For the most part, those who came to Texas from Mexico descended from the class of poor folks. These economic refugees were the ones to cause the aforementioned dilemma of the 1920s: they worked cheaply and performed labor shunned by whites yet were seen as a social danger to the country because of their alleged illiteracy, propensity to commit crime and cause disease, and reluctance to acculturate.
An upper class of ricos (wealthy people) and a middle class of professionals also fled northward, hoping to stay in Texas temporarily until politics stabilized in Mexico. These included exiles whose ties to the Porfirian order made their stay precarious in Mexico; others were landowners trekking to Texas to escape the wrath of vindictive peasant armies.  In the 1920s, the political emigrés were followed by refugees escaping the turmoil in Mexico created by the anti-Catholic administration of President Plutarco Elías Calles. Though not as significant in number compared to the bulk of immigrants who descended from the lower class, the ricos could be influential due to their backgrounds as people of education and means. These families were to be found in the lower Rio Grande Valley, San Antonio, Laredo, El Paso, and Houston.

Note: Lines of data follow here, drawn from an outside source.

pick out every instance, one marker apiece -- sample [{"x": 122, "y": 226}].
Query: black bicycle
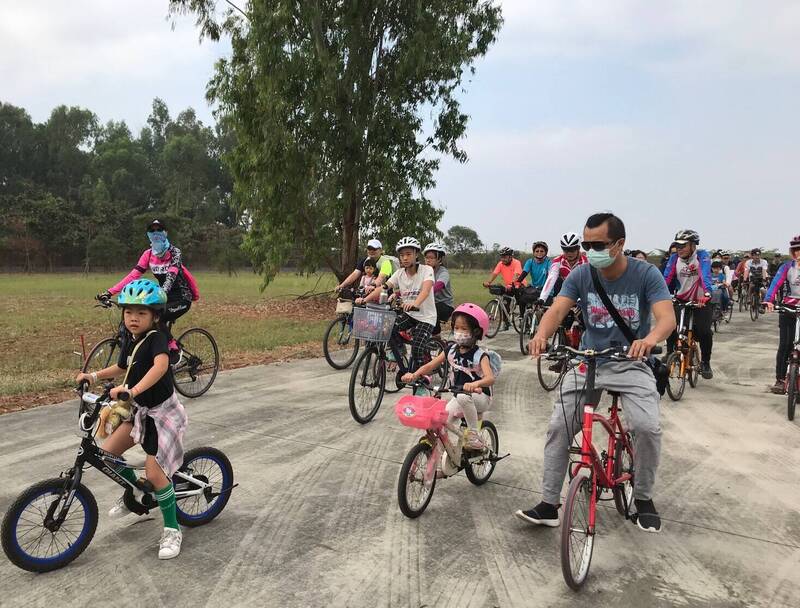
[
  {"x": 373, "y": 325},
  {"x": 53, "y": 521},
  {"x": 193, "y": 373}
]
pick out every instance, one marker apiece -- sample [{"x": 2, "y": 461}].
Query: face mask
[
  {"x": 600, "y": 259},
  {"x": 158, "y": 242},
  {"x": 462, "y": 338}
]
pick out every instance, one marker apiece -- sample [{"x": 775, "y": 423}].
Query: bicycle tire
[
  {"x": 193, "y": 362},
  {"x": 373, "y": 376},
  {"x": 791, "y": 390},
  {"x": 101, "y": 356},
  {"x": 575, "y": 563},
  {"x": 413, "y": 468},
  {"x": 223, "y": 491},
  {"x": 547, "y": 381},
  {"x": 494, "y": 313},
  {"x": 340, "y": 363},
  {"x": 623, "y": 463},
  {"x": 480, "y": 472},
  {"x": 674, "y": 368},
  {"x": 72, "y": 549},
  {"x": 693, "y": 374}
]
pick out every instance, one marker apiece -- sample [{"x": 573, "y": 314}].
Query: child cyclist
[
  {"x": 158, "y": 420},
  {"x": 413, "y": 283},
  {"x": 469, "y": 366}
]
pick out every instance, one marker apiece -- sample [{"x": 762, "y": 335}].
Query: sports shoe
[
  {"x": 646, "y": 516},
  {"x": 543, "y": 514},
  {"x": 170, "y": 544},
  {"x": 120, "y": 510},
  {"x": 779, "y": 388},
  {"x": 472, "y": 441}
]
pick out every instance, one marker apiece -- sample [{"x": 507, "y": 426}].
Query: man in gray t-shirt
[{"x": 636, "y": 289}]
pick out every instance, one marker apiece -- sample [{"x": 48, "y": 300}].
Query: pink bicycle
[{"x": 436, "y": 455}]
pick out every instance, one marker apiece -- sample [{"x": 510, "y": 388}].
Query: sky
[{"x": 678, "y": 114}]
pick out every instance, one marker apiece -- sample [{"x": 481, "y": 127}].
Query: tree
[
  {"x": 326, "y": 102},
  {"x": 462, "y": 243}
]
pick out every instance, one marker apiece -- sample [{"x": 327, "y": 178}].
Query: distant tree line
[{"x": 76, "y": 193}]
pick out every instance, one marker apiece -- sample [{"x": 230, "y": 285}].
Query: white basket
[
  {"x": 373, "y": 323},
  {"x": 344, "y": 307}
]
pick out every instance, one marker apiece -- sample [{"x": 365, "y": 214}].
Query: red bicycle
[{"x": 610, "y": 470}]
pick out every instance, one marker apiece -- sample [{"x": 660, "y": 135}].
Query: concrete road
[{"x": 315, "y": 521}]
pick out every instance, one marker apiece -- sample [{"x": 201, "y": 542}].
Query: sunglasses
[{"x": 596, "y": 245}]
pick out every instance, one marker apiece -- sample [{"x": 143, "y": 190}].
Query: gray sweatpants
[{"x": 640, "y": 405}]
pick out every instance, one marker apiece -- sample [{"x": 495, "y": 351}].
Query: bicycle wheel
[
  {"x": 525, "y": 332},
  {"x": 676, "y": 383},
  {"x": 103, "y": 355},
  {"x": 414, "y": 491},
  {"x": 551, "y": 371},
  {"x": 623, "y": 463},
  {"x": 479, "y": 472},
  {"x": 495, "y": 315},
  {"x": 33, "y": 546},
  {"x": 577, "y": 539},
  {"x": 694, "y": 366},
  {"x": 791, "y": 390},
  {"x": 208, "y": 465},
  {"x": 338, "y": 345},
  {"x": 195, "y": 371},
  {"x": 367, "y": 385}
]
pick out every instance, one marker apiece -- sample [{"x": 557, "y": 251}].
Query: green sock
[
  {"x": 166, "y": 502},
  {"x": 128, "y": 474}
]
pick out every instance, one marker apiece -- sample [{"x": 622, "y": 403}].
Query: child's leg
[
  {"x": 119, "y": 442},
  {"x": 165, "y": 493}
]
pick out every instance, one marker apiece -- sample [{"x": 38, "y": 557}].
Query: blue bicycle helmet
[{"x": 143, "y": 292}]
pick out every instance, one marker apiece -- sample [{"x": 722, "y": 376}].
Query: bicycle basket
[
  {"x": 344, "y": 307},
  {"x": 529, "y": 295},
  {"x": 373, "y": 323}
]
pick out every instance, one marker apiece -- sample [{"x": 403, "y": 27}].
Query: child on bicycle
[
  {"x": 413, "y": 283},
  {"x": 158, "y": 420},
  {"x": 468, "y": 365},
  {"x": 367, "y": 283}
]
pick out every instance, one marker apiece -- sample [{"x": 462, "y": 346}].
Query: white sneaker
[
  {"x": 119, "y": 509},
  {"x": 170, "y": 544}
]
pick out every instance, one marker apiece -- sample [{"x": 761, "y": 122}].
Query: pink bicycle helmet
[{"x": 477, "y": 313}]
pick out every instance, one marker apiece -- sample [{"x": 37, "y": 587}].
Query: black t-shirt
[{"x": 154, "y": 344}]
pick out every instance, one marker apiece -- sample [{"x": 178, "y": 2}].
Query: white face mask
[{"x": 462, "y": 338}]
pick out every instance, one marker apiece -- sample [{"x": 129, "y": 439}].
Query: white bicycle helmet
[
  {"x": 407, "y": 241},
  {"x": 437, "y": 247},
  {"x": 570, "y": 239}
]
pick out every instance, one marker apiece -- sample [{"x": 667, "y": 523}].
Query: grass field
[{"x": 42, "y": 317}]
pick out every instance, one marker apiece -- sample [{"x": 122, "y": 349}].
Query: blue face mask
[
  {"x": 158, "y": 242},
  {"x": 600, "y": 259}
]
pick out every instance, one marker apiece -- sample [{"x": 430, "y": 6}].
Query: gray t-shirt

In Texas this corps of elites played significant roles in ethnic enclaves. They promoted a Mexican past through the distribution of Mexican books, magazines, musical records, and Spanish-language newspapers from Mexico City. They sponsored speaking engagements and theatrical performances and editorialized or extolled the virtues of la patria (Mexico, their native country). Meantime, they formed their own clubs and held exclusive cultural activities. They maintained a commitment to preserving Mexican nationalist sentiments within the community of immigrants.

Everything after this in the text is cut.